Luckily, after finishing my second report, Prof. Alex Bouchard-Côté had just returned from a sabbatical. I have to say that Alex was a crucial factor in my decision to come to UBC, because he was one of the few Bayesians here, his curriculum is impressive, and his research on MCMC methods is very motivating. So I went to talk to him and offered to work on the paper by Knowles and Ghahramani (2011), which he accepted. I also took the liberty of asking him permission to join his reading group, and he was very welcoming about it. I have thoroughly enjoyed every meeting (in fact, I will be presenting next week about perfect sampling).

Back to paper. This work proposes the Nonparametric Sparse Factor Analysis (NSFA) model. Recall the standard construction of Factor Analysis: \[ Y = GX + E \]

where $Y$ is the data (a $D \times N$ matrix), $X$ is matrix of size $K \times N$ containing $K$ latent factors, $G$ is the loading matrix of the $D$ objects onto the $K$ factors. In short, the NSFA uses an Indian Buffet Process (IBP) in the prior of $G$ to allow for an unbounded number of latent factors, while at the same time imposing sparsity on the weights.

This report was definitely the one in which I spent more time. I had to quickly learn about the IBP (my only exposure to nonparametric Bayes had been the lecture by Prof. Broderick I mentioned above), as it was a key aspect of the paper. Thus, I spent a lof of time deriving its properties, some of which are missing from the papers in which it is presented. So if you are also looking for those derivations, take a look at the report! Although, there was one particular equation that I could never derive. I even made a question in stackexchange about it which still hasn’t been asnwered and that earned me the “tumbleweed badge”!.

After spending 10 pages solely on the IBP, I went on to describing the NSFA. It took me another 13 pages to derive all the Gibbs updates! It was actually very hard, because most of them were simply stated in the original paper. Also, it contained many typos, so I spent a lot of time simply making sure that my derivations were correct. The worst part was deriving the most complex update, which relates to growing the active set of latent factors. Here I found errors in the derivation of the acceptance ratio of a Metropolis-Hastings-within-Gibbs step used. Because I couldn’t believe that this published paper had an error on it, I freaked out, and basically derived everything from scratch many times, until I convinced myself that my result was the correct one.

From this, I concluded that there was a clear lesson for my future as an academic: the attitude towards every paper should be one of close scrutiny, of doubting everything, as cliche as it may sound. Review processes are less than ideal, even in the most respected journals. That is why like so much both Trevor’s and Alex’s reading groups, because we go over every detail (of at least the main results) of the papers we select. In the end, this critical approach is benefitial for everyone.
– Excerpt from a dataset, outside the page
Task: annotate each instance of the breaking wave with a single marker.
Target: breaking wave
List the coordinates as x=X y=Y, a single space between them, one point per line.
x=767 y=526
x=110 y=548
Besides the typos and errors in the derivations that I found, my main critique towards the paper was that it performed very poorly in terms of out-of-sample evaluation. I applied it to a subset of the MNIST dataset, basically because I had always wanted an excuse to analyze that famous dataset. The NSFA fitted the training set very well (check out the pictures in the report!), but the predictive log-likelihood in the test set only decreased as iterations went by. I gave reasons for this behavior, emphasizing the need to give more structure to the model.

Final remarks

Overall, I have to say that this term exceeded any expectations I had about my first year as a PhD student. I absolutely loved it, in spite of all the work it involved. I just hope that the following terms be as fun as this was for me. Happy holidays!